In the rapidly evolving world of Generative AI, we often get caught up in the model—the latency, the reasoning capabilities, and the prompt engineering. But as Penny Szeto, Lead of the Geni team at Amazon Games, recently shared at Prodicon, the real magic lies not in the code, but in the behavioral system design you build around it.

If you’ve ever felt disappointed by a clunky chatbot or frustrated by an AI that loses context, you aren’t alone. Whether you are building games or enterprise tools, the difference between a “creaky” experience and a magical one comes down to four fundamental pillars.


🎭 The Eliza Effect: Why Intent Matters

Back in 1966, MIT scientist Joseph Weizenbaum created Eliza, a simple program that used pattern matching to simulate conversation. Despite its primitive nature, people formed deep emotional bonds with it—some even asking to be left alone with the machine.

We call this the Eliza Effect: the human tendency to attribute empathy and intent to technology, even when we know it isn’t real. Today, AI is more integrated and visible than ever. It is no longer just a novelty; it is the face of your product. If you don’t design that face with intention, your users will fill in the blanks with their own—often unpredictable—expectations.
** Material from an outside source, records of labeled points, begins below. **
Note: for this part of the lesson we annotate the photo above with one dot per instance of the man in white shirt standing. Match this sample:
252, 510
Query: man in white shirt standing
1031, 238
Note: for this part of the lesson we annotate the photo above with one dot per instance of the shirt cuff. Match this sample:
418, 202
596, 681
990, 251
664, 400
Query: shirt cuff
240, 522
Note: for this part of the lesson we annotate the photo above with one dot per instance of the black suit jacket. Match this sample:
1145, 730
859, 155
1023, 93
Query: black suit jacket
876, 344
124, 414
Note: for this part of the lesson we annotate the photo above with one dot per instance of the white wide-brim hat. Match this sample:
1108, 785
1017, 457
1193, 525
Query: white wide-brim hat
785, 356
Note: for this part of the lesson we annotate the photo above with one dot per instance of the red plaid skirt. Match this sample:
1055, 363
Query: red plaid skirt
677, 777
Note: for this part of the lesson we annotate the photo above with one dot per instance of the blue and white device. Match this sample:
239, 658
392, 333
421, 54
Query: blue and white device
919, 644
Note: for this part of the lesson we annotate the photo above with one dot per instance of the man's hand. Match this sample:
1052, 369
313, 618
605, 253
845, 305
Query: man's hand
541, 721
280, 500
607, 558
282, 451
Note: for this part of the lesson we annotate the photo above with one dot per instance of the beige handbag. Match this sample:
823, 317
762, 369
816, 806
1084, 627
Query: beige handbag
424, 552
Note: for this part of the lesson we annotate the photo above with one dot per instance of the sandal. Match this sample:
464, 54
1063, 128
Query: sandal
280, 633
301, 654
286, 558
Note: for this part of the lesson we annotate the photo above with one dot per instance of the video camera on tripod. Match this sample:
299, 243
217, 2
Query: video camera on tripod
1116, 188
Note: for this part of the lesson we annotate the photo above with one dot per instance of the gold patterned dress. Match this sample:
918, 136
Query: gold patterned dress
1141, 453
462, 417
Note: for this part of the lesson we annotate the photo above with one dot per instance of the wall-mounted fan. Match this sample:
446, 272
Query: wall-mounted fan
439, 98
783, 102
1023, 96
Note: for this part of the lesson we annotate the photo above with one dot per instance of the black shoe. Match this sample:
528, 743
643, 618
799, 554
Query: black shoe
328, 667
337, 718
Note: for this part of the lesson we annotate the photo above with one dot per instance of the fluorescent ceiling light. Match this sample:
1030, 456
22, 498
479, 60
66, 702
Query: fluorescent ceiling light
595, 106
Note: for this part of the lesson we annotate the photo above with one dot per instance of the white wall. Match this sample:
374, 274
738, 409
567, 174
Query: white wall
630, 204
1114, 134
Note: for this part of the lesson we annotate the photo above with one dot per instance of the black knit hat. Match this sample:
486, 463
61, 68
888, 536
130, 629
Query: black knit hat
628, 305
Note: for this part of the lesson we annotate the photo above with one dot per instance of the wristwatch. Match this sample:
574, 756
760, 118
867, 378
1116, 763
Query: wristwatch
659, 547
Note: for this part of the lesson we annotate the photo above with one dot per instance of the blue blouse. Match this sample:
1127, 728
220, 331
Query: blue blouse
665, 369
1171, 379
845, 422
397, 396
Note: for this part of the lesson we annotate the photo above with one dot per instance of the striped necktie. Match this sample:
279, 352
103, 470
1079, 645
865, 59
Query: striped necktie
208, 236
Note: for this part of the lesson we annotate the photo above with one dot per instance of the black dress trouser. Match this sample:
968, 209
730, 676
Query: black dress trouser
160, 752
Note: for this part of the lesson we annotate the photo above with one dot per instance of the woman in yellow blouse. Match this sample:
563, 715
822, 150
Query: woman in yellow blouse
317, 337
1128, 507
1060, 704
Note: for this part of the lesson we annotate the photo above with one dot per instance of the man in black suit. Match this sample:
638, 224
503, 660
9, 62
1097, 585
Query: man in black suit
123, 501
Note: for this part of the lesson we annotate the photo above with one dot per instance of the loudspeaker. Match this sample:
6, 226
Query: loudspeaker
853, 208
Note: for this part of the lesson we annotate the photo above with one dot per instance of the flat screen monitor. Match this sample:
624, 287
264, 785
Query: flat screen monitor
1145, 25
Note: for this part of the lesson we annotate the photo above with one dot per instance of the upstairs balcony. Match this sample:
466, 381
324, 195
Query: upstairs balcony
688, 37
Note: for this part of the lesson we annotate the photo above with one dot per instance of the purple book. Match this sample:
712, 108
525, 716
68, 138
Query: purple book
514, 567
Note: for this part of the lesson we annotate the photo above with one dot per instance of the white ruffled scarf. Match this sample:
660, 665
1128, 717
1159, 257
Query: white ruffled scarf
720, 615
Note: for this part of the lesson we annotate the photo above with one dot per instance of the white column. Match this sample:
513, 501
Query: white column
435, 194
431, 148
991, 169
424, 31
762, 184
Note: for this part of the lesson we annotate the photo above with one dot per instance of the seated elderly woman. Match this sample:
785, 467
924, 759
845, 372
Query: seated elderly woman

🛠️ The Four Levers of AI Product Design

When building Courtroom Chaos, an AI-native game starring Snoop Dogg, Penny’s team learned that delivering a coherent, trustworthy, and entertaining experience requires moving beyond basic prompt engineering. To succeed, you must master these four levers:

1. Identity 👤

Who is your AI? Without a clearly defined persona, your AI defaults to a “flat” bot.

  • The Lesson: Define the role, voice, and visual presence. For Snoop, the team leaned into his “Uncle Snoop” persona rather than his earlier stage character. Authenticity is the key to engagement.

2. Context 💾

Context is the glue that holds an experience together. It includes memory, RAG (Retrieval-Augmented Generation), and personalization.

  • The Challenge: If your AI forgets details—like the facts of a specific courtroom case—it breaks the user’s trust. A great AI experience remembers past interactions to provide relevant, personalized value.

3. Judgment ⚖️

How does your system reason and set boundaries? This is where guardrails and policies are non-negotiable.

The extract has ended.